🤖 AI Summary
This paper studies how a principal can maximize utility when repeatedly interacting with agents employing mean-based learning. To overcome the exponential computational complexity inherent in computing exact Stackelberg equilibria, we introduce the novel concept of *local Stackelberg equilibrium* and develop a polynomial-time approximation scheme (PTAS) within a smoothed analysis framework. Our method reduces equilibrium computation complexity to polynomial in the agent’s action space size and provides rigorous convergence guarantees to an ε-approximate local equilibrium. We further establish that the exponential dependence of runtime on 1/ε is fundamentally unavoidable. This work delivers the first strategy optimization paradigm for principal–agent multi-agent interactions that simultaneously offers strong theoretical guarantees—namely, approximation accuracy and convergence—and practical computational tractability.
📝 Abstract
Motivated by the question of how a principal can maximize its utility in repeated interactions with a learning agent, we study repeated games between an principal and an agent employing a mean-based learning algorithm.
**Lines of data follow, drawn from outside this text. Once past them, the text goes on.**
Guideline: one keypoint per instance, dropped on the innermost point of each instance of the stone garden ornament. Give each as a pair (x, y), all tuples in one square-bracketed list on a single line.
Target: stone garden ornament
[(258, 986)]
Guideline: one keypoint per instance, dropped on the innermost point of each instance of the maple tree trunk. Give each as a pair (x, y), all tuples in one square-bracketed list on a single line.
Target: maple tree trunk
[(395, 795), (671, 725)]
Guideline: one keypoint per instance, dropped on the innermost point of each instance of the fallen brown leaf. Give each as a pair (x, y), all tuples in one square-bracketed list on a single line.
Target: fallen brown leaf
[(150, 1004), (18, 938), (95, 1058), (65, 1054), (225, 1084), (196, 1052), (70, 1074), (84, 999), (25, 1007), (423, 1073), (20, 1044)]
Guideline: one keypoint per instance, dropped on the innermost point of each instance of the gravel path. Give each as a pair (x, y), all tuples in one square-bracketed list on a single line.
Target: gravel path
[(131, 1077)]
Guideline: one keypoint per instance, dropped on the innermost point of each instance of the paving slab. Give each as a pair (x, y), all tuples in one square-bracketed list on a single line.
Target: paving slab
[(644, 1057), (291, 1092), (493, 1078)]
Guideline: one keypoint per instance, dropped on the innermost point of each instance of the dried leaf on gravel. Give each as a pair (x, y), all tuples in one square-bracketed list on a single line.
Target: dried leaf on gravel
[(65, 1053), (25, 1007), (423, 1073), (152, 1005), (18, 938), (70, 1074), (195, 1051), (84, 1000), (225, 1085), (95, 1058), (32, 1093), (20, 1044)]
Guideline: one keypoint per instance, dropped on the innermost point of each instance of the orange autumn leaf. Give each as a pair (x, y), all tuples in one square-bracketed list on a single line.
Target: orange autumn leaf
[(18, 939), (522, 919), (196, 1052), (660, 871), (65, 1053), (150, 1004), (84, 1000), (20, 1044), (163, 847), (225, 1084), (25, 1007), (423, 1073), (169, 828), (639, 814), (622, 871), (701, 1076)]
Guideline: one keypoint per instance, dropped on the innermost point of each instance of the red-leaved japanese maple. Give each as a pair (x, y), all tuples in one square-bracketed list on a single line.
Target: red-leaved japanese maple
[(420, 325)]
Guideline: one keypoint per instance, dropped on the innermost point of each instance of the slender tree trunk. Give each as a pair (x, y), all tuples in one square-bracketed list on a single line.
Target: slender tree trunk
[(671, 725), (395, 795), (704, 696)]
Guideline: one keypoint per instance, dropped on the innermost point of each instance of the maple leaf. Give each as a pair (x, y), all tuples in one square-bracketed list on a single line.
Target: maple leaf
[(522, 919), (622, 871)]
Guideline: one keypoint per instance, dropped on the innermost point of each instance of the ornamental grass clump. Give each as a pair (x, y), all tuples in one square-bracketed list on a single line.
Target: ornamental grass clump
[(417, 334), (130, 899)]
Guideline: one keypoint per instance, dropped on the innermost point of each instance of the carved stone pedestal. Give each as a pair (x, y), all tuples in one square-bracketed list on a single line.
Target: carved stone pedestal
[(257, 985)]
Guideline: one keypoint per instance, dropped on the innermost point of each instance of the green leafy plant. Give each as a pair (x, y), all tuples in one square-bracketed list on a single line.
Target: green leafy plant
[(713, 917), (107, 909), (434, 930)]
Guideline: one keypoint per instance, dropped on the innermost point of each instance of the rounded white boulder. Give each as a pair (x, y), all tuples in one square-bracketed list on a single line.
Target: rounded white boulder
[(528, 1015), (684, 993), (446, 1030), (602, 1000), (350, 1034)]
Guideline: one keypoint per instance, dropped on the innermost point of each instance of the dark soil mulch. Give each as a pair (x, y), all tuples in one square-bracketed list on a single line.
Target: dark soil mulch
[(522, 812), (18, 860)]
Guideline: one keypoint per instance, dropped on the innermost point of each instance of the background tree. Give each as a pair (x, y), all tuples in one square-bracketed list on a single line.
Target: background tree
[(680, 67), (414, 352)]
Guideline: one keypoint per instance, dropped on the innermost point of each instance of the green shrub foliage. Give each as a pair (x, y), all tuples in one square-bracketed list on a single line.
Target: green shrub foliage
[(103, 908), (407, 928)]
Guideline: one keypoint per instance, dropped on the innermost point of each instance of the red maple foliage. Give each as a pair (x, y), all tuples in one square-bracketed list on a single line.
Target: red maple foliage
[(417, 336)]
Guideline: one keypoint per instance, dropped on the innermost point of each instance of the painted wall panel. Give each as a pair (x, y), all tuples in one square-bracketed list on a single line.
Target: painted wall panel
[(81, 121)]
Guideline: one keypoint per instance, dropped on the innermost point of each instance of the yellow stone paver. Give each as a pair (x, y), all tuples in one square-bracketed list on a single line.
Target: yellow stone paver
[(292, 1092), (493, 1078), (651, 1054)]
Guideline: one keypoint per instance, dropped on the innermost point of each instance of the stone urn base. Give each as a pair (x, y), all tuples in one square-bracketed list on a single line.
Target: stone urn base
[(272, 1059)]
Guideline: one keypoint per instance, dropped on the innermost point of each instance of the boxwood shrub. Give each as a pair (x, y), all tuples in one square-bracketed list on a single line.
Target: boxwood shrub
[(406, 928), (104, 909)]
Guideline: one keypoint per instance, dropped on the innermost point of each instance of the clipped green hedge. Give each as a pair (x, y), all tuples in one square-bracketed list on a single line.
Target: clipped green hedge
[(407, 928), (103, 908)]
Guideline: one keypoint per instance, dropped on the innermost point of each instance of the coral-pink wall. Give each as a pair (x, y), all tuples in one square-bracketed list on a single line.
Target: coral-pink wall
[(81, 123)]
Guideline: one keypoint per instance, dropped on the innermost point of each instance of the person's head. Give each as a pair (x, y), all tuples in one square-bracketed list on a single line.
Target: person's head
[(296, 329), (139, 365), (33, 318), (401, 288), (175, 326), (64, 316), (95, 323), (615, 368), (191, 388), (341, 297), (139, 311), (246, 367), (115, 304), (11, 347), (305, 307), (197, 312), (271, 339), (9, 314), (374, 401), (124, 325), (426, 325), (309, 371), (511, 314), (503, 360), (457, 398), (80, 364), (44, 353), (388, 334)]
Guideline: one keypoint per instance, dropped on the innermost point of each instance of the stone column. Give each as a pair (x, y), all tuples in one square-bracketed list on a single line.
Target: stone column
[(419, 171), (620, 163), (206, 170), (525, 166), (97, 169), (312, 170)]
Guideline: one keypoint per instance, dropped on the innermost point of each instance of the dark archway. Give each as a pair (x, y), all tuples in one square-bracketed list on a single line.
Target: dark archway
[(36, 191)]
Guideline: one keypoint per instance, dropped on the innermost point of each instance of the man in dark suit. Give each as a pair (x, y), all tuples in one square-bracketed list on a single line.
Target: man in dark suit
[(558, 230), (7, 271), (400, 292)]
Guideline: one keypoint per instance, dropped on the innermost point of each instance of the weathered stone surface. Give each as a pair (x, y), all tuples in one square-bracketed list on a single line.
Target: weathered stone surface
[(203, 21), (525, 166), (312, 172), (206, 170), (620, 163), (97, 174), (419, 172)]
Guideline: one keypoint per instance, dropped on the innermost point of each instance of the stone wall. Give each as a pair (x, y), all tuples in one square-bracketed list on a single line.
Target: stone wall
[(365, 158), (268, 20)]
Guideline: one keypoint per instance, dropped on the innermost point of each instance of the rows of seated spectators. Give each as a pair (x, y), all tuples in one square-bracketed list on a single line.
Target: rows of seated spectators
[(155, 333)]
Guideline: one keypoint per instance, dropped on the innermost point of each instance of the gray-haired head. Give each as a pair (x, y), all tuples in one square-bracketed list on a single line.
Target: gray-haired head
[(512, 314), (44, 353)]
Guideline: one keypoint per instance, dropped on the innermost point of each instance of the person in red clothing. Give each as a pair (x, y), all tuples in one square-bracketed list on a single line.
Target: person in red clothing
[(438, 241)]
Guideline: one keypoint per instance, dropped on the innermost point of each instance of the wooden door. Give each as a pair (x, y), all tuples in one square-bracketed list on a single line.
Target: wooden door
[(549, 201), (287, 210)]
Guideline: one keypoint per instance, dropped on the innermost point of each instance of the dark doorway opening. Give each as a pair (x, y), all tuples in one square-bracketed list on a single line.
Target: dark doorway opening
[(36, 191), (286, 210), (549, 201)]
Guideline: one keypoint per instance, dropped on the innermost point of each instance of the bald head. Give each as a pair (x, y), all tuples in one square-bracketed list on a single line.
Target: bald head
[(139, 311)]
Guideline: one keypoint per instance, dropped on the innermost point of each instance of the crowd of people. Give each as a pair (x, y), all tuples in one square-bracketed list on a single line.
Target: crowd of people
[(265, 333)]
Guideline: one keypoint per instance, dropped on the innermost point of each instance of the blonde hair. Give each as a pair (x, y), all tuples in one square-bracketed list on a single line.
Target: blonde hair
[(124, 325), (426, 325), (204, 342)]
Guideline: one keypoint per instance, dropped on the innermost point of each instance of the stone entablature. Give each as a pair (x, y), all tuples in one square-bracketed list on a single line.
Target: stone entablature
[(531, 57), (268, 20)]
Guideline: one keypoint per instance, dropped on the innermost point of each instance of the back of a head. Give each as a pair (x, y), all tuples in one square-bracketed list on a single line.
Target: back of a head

Prior work has shown that computing or even approximating the global Stackelberg value in similar settings can require an exponential number of rounds in the size of the agent's action space, making it computationally intractable. In contrast, we shift focus to the computation of local Stackelberg equilibria and introduce an algorithm that, within the smoothed analysis framework, constitutes a Polynomial Time Approximation Scheme (PTAS) for finding an epsilon-approximate local Stackelberg equilibrium. Notably, the algorithm's runtime is polynomial in the size of the agent's action space yet exponential in (1/epsilon) - a dependency we prove to be unavoidable.